Posted: Mon Sep 19, 2005 1:45 am
by alex
due to technical fault with my isp i didn't have connection since last friday.

i've implemented (preliminary, it means maybe to add more fault tolerancy later) message-id storage and checking now how everything behaves on larger volumes of posts and different search patterns, i observe 2 strange processor usage spikes, i need to be positive here before i continue further.

what will be left afterwards is getting headers (maybe at first i just take the code from ue) and the view to show search results and related on the client side.

Posted: Mon Sep 19, 2005 11:29 am
by alex
ok, tested with about 1.6M files (1.5 or 7 millions doesn't matter), now no problems, only found one small bug (i put > instead of >=) which was reponsible for spike in processor usage when "getting headers" in few cases and the windows function to show text SetDlgItemText takes too much processor time when text is long so i cut the text in the test window to display search results. these were two things which caused concern especially the latter since SetDlgItemText took about 4 seconds in some cases so there was an impression that the search itself is slow. in short i can continue further development, no problems as to now.

Posted: Sat Sep 24, 2005 10:06 am
by alex
well, i resumed work only today :(

it seems the solution is several working days ahead, so i'm trying to maximize the number of working days dedicated to the task, just mind wants to go here and there :)

i'll try not to let more diversions before having a working prototype.

i think there is also a solution which could increase the number of files from 7 millions to maybe 20-30 millions, just it will run slower, but maybe fast enough (maybe not), in any case it won't be included in the initial solution, just if to have a computer with 4GB memory i think it would be adequate (even 2GB would be ok for 14M files i think with that change).

Posted: Sun Sep 25, 2005 9:45 am
by alex
the work normalized, i'm just pushing it gradually so not to kill the proper mood and not to stop completely until all is done.

currently i'm working on interaction between the newsreader and the indexing server first (the server can supply actual data although not all on the server side is implemented - just the most time consuming work is now on the client side). probably i'll have listing of results in tab view tomorrow, then need to implement importing results into import groups (it is more easy) and then finish with the server.

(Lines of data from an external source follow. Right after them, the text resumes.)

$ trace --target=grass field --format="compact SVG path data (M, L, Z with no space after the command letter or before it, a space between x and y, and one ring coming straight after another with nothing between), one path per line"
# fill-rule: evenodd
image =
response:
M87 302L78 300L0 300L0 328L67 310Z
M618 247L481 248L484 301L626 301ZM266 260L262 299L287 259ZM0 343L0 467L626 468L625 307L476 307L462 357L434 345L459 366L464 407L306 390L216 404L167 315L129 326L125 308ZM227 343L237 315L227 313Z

Posted: Mon Sep 26, 2005 5:22 pm
by alex
the tab view is now bearable (the rest - column sort, more status icons can be added later), so i'll try to add tomorrow the message-id retrieval part (started it already) so there will be a functional client and then i'll switch to the server, i'll finish with the client side refinements during tests or while working on the server for a change.

Posted: Tue Sep 27, 2005 6:22 pm
by alex
message-id retrieval part finished, although it seems server doesn't always returns data properly but these are small things which should be fixed tomorrow, then probably i'll work on remaining server issues.

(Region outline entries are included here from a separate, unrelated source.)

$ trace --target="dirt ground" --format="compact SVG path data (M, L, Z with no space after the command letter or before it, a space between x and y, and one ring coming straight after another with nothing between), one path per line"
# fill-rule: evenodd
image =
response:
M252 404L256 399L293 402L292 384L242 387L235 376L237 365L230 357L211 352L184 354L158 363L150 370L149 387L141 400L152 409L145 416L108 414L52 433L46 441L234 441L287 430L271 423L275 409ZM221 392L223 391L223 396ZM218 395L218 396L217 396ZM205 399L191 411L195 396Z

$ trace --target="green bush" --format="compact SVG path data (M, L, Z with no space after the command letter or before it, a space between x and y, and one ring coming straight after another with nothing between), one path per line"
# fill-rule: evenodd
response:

Posted: Wed Sep 28, 2005 5:16 pm
by alex
the mentioned above small problems resolved, the client side is satisfactory as well, it can be left as it is at least for the first release, few visual feedback aspects can be improved later.

what is left is on the server side - getting headers (now it takes headers from files), related and other few issues.

Posted: Mon Oct 10, 2005 8:22 pm
by alex
ok most coding has been completed, i have short to do list left and already running the server here in the meantime.

it seems what we have is a solution when everyone can run usenet indexing in a very simple way for himself and for other users as well, i'll try to finish and publish the program most probably by the middle of October, it is when it will be clear what we've really got.

since luckily the whole actual work on the topic is comparable e.g. with adding compact binary newsgroup type in UE and took only about 4-5 weeks (but i took from UE quite a lot of code) most probably i'll publish the server as a free to use companion application (in conjunction with UE itself).